How Is Faux Leather Used?

Faux leather applications across fashion apparel, commercial furniture upholstery and automotive car interiors at TV Jackets
Faux leather is one of the most widely used materials in consumer goods manufacturing across multiple industries. Its combination of affordability, water resistance, cruelty-free credentials, and design versatility makes it suitable for a very wide range of applications.
Faux Leather in Fashion and Apparel
Faux leather is used extensively in jackets, bags, belts, wallets, shoes, watch straps, and accessories. In the jacket category specifically, PU leather dominates the affordable to mid-range market, offering a genuine leather appearance at significantly lower cost. For buyers who want the visual identity of a leather jacket without the price premium of full-grain or top-grain genuine leather, or who prefer animal-free materials on ethical grounds, faux leather jackets represent the most accessible option. Browse the complete range of men’s leather jackets at TV Jackets and women’s leather jackets at TV Jackets for character-inspired and fashion-forward outerwear across both genuine and vegan leather constructions.
Faux Leather in Furniture and Upholstery
Faux leather is widely used in sofas, chairs, dining seating, headboards, and commercial hospitality furnishings. PVC leather is particularly dominant in upholstery applications because its harder, more water-resistant surface handles heavy daily use more effectively than PU leather. In commercial environments including hotels, restaurants, healthcare facilities, and transportation aviation, marine, and automotive interiors commercial-grade faux leather meeting REACH compliance, Crib 5 fire safety certification, and IMO P8 marine safety standards is specified for its durability, ease of cleaning, and resistance to spills and contamination. Mercedes-Benz famously rebranded their vinyl leather upholstery as MB-Tex rather than using the PVC or vinyl label, demonstrating how premium brand positioning can reshape consumer perception of synthetic materials.
Faux Leather in Automotive and Industrial Applications
PVC leather is the standard material for automotive dashboard covers, door panels, and mid-range car seat upholstery. PU leather is increasingly used in premium automotive interiors where a softer, more natural feel is required.
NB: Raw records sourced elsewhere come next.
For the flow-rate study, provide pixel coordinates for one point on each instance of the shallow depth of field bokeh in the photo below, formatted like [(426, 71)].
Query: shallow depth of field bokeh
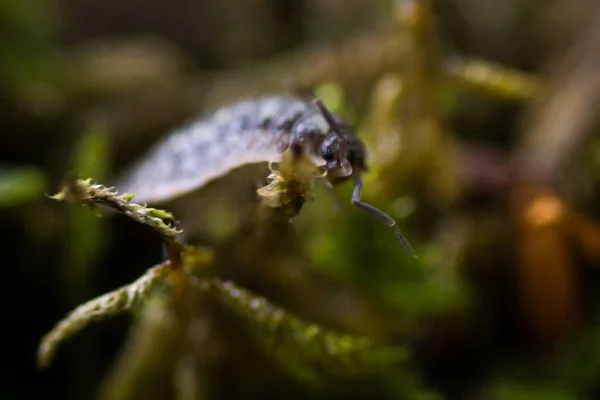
[(481, 124)]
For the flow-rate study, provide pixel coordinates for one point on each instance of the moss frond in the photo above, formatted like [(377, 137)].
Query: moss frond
[(305, 350), (495, 79), (109, 304), (85, 191), (290, 185)]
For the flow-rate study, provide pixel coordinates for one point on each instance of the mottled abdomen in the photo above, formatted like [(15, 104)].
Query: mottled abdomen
[(247, 132)]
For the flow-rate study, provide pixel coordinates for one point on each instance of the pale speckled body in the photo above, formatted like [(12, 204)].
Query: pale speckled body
[(247, 132)]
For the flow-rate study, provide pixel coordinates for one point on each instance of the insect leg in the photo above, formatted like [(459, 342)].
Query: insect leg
[(356, 195)]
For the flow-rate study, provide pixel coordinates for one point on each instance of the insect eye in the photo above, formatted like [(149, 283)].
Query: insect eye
[(328, 155)]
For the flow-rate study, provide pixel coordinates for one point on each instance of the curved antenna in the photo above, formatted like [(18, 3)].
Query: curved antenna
[(358, 184)]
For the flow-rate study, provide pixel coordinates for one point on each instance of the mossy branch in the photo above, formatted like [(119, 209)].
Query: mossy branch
[(110, 304), (494, 79), (305, 350), (84, 191)]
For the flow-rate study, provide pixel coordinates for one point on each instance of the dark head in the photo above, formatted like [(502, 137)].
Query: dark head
[(342, 151)]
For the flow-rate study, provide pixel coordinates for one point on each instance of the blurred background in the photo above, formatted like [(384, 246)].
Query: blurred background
[(480, 119)]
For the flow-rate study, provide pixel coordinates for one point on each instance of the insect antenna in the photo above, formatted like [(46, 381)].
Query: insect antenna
[(358, 184)]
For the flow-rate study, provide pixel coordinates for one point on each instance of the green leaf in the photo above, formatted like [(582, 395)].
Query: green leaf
[(21, 185)]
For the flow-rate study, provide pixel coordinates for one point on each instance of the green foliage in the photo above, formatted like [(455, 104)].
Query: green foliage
[(306, 350), (21, 185)]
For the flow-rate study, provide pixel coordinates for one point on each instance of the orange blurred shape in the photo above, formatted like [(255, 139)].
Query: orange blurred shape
[(547, 282)]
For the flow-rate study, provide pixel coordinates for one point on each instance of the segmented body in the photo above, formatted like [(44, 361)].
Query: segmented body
[(247, 132)]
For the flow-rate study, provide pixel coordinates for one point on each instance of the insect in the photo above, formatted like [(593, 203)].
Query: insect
[(254, 131)]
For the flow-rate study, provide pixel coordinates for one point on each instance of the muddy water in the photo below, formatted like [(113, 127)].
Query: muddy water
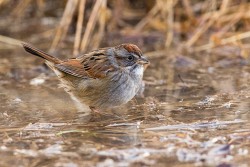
[(200, 117)]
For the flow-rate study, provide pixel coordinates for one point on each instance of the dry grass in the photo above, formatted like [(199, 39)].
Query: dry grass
[(194, 25)]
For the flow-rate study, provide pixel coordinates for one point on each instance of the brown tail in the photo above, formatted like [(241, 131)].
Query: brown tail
[(40, 53)]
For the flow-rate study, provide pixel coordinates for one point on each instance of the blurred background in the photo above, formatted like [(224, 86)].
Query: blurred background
[(156, 26), (195, 108)]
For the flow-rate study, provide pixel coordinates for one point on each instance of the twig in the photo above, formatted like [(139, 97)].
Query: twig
[(79, 27), (10, 41), (90, 25), (225, 41), (65, 23)]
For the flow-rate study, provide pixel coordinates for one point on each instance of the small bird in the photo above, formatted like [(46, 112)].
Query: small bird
[(101, 79)]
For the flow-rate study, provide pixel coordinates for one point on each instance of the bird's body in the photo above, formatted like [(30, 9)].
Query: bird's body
[(101, 79)]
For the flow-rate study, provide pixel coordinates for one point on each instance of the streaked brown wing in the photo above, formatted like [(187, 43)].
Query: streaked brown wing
[(98, 66), (72, 67), (93, 65)]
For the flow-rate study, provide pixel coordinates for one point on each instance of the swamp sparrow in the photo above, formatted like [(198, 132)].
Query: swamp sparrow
[(100, 79)]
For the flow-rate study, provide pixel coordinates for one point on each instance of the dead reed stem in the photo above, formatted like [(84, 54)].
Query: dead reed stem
[(202, 29), (224, 41), (91, 24), (18, 10), (65, 23), (147, 18), (102, 22), (79, 27), (170, 23), (10, 41)]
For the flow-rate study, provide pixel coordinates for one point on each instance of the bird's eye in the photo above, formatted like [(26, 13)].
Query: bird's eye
[(130, 58)]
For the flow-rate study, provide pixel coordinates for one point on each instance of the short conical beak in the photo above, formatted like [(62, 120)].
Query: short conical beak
[(143, 60)]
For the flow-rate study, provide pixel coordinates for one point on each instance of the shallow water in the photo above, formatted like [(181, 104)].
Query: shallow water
[(200, 117)]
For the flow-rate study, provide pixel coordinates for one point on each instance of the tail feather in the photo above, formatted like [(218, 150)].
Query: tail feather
[(41, 54)]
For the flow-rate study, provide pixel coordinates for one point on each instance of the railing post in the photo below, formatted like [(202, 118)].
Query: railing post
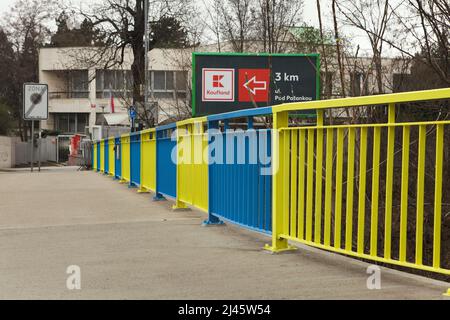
[(279, 185), (212, 219), (144, 139), (180, 205)]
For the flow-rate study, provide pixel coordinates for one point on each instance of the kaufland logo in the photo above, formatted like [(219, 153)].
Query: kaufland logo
[(218, 85)]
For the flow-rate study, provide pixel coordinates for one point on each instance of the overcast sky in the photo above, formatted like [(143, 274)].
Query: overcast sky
[(309, 17)]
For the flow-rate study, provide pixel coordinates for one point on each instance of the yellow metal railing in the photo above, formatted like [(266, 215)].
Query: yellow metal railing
[(125, 145), (94, 156), (111, 157), (148, 160), (102, 156), (329, 181), (192, 169)]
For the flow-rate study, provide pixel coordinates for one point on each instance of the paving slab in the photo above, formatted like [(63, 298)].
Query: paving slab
[(129, 247)]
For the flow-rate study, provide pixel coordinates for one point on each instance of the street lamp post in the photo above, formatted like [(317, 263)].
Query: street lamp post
[(147, 46)]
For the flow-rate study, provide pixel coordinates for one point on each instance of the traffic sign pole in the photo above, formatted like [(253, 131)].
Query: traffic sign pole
[(32, 145), (39, 150)]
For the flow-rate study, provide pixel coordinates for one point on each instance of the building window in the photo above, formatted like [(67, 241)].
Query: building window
[(168, 84), (119, 82), (162, 84), (76, 85), (326, 80), (355, 81), (71, 123)]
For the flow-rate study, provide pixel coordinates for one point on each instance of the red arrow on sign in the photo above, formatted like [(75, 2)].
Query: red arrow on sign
[(253, 85)]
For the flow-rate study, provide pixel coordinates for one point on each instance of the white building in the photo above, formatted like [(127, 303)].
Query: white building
[(80, 91)]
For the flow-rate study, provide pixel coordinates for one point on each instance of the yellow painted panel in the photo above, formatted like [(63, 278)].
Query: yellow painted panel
[(420, 193), (404, 194), (125, 144), (311, 173), (94, 157), (148, 161), (438, 196), (362, 189), (192, 171), (294, 165), (111, 159), (102, 156)]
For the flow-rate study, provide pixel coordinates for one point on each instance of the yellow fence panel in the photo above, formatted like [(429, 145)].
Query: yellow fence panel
[(366, 170), (148, 160), (192, 169), (111, 158), (125, 144), (102, 156), (94, 157)]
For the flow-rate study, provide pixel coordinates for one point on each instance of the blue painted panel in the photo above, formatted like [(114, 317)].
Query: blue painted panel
[(241, 188), (135, 159), (166, 169), (98, 155), (118, 159), (241, 114), (107, 156)]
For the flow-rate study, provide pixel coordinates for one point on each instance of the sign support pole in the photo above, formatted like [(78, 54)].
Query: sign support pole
[(39, 150), (32, 145)]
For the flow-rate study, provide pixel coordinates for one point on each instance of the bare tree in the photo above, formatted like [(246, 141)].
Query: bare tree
[(237, 23), (372, 17), (121, 25), (273, 20), (338, 50), (26, 26)]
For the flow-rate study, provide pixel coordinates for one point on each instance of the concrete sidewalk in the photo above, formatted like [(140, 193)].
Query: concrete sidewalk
[(129, 247)]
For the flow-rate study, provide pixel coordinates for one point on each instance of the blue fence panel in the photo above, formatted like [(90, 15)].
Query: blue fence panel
[(242, 193), (118, 159), (166, 169), (106, 156), (135, 159), (240, 181), (98, 155)]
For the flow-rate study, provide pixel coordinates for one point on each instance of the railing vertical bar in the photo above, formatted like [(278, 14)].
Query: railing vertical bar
[(319, 172), (350, 189), (389, 183), (294, 165), (301, 184), (438, 196), (328, 187), (375, 190), (420, 193), (310, 184), (362, 189), (404, 193), (286, 168), (338, 199)]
Faux leather in these applications must meet high standards for UV resistance, temperature stability across extreme ranges, and chemical resistance to cleaners and body oils. The automotive, aviation, and marine industries collectively represent one of the largest global markets for commercial-grade synthetic leather.
How to Tell Faux Leather from Real Leather
Several reliable physical tests allow buyers to distinguish faux leather from genuine leather before or after purchase. These methods are used by experienced buyers, resellers, and textile professionals worldwide.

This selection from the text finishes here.